Simon Sweetman was an inspector of taxes for 18 years. He left the Inland Revenue in 1989 to join Chartered Accountants Scrutton Goodchild & Sanderson, later part of Scrutton Bland, where he was successively a senior manager and later a partner. He has been an independent consultant since 2001. He is a former member of the tax policy unit of the Federation of Small Businesses and the small business working group of the Chartered Institute of Taxation. He is also on the tax law review committee of the Institute for Fiscal Studies and is currently chair of the Working Together group for the Suffolk and North Essex area.
Penalties: more grief for bewildered taxpayers
This is about penalties. I know that the word “penalties” is one to strike fear into the heart of every British person, especially since the Olympics which showed that the curse of the quarter-final penalty shootout defeat cannot be avoided by labelling the team as GB or even by filling it with women.
But it’s not that sort of penalties this is about, but HMRC’s penalties for failing to complete a tax return.
By definition this is not aimed at the worst offenders, since these penalties apply to people who one way or the other have registered themselves with HMRC as liable to complete a return, and are obviously people that HMRC knows about.

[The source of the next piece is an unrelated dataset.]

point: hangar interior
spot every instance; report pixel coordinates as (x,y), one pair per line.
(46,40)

Those with longer memories will know that when Self Assessment was introduced penalties were increased and some of us felt this was too much: but now penalties have been very sharply increased so that there is a penalty for being late even if no tax is owed or even due, and that there are rapidly mounting daily penalties once you are three months late.
The first question to ask is what problem these increased penalties are intended to solve. The number of returns delivered late has fallen steadily, but given that there are interest charges on tax paid late the real problem must be returns that are not delivered at all: presumably because people have skipped, gone bankrupt or died. In all probability, too, many late returns will be on paper from those unwilling or unable to complete their returns online.
As a result there will be some people – and they will be the feckless rather than the wicked – who will face financial burdens they do not understand and cannot afford. The first reminders about daily penalties are coming out with £1200 already due: for some people that is a lot of money. Remember that a very high proportion of returns go to pensioners, many of them with not much income. In the old days they would have gone to HMRC for help, but the leaner tougher HMRC of today doesn’t do that sort of thing any more. In some places there may be charitable or pro bono help, but it is very thinly spread.
Getting a small extra number of tax returns in early is going to make no real difference to the sum of tax collected (assuming that the penalties have that effect): what it presumably will do is enable HMRC to achieve targets that they have effectively set themselves (or, in theory, bargained toughly with the Treasury for) for getting X% of returns in timeously. It is unlikely that these are very large returns, and the whole exercise just seems to produce more grief for bewildered taxpayers.